Q: What are the potential side effects?
A: Clinical trials have not found any serious safety issues with the vaccines, however, there are potential mild to moderate side effects including fever, fatigue, headache, muscle aches and pain at the injection site for a couple days. According to the CDC, these side effects are normal and a sign that the body is building immunity.
Q: What if my reaction to the vaccine lasts longer than 48 hours?
A: At this time and according to the CDC, research shows that any reactions to the vaccine are lasting no more than 48 hours. If you experience a reaction to the vaccine that exceeds 48 hours, please contact your primary health care professional or call 804-MYCOVID to discuss with Employee Health or Student Health Services.
Q: If I have had COVID-19 should I still get the vaccine?
A: According to the CDC, anyone currently infected with COVID-19 should wait to get vaccinated until after their illness has resolved and after they have met the criteria to discontinue isolation. Current evidence suggests that reinfection with the virus that causes COVID-19 is uncommon in the 90 days after initial infection. Therefore, people with a recent infection may delay vaccination until the end of that 90-day period if desired.
Q: Is the vaccine a cure? Do we still need to practice COVID-19 prevention efforts? And follow the university’s health and safety protocols?
A: The CDC reports that recent studies have shown that the vaccine prevents you from getting COVID-19 symptoms and severe disease. It is still not known to what extent the vaccines prevent you from contracting and spreading the virus and so it will be important to maintain social distance and wear masks even once you are vaccinated.
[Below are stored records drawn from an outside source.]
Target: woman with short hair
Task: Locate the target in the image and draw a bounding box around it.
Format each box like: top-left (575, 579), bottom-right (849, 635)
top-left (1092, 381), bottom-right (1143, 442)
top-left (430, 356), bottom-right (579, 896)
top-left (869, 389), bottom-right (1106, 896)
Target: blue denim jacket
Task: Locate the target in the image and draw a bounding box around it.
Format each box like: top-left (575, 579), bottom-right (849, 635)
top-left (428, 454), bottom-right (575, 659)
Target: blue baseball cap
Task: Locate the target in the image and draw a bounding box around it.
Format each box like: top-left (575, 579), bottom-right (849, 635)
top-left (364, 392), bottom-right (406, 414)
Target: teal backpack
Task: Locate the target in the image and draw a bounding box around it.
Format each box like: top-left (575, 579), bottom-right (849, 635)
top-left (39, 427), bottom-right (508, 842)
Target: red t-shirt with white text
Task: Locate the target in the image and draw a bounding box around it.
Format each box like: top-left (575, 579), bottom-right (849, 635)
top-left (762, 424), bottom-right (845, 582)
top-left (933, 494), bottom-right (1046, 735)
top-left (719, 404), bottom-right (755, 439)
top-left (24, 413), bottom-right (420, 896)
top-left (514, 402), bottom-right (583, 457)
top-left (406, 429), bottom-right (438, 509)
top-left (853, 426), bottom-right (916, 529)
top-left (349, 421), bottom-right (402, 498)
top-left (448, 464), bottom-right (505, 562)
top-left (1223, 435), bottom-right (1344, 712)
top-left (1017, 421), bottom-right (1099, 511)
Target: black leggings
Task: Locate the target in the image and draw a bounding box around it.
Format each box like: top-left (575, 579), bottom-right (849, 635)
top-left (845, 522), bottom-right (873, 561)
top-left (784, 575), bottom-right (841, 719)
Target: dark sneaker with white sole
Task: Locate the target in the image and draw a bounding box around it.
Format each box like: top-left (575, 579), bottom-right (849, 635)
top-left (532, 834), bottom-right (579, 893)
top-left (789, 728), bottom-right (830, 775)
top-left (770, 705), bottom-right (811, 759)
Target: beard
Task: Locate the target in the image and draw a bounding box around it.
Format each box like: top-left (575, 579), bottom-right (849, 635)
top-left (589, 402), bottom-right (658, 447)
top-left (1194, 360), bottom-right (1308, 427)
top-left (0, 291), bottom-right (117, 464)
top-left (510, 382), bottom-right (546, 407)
You will still be required to complete your daily health check, and participate in the mandatory surveillance testing program should you be selected. Also, there will be a period of time in which people will still need to practice social distancing and wear face masks, even once some have had a vaccine. Nationwide and global distribution will take months, maybe years. Achieving herd immunity – the percentage of a population that needs to be vaccinated in order to protect a community from the disease – means getting 70 to 90 percent of people vaccinated.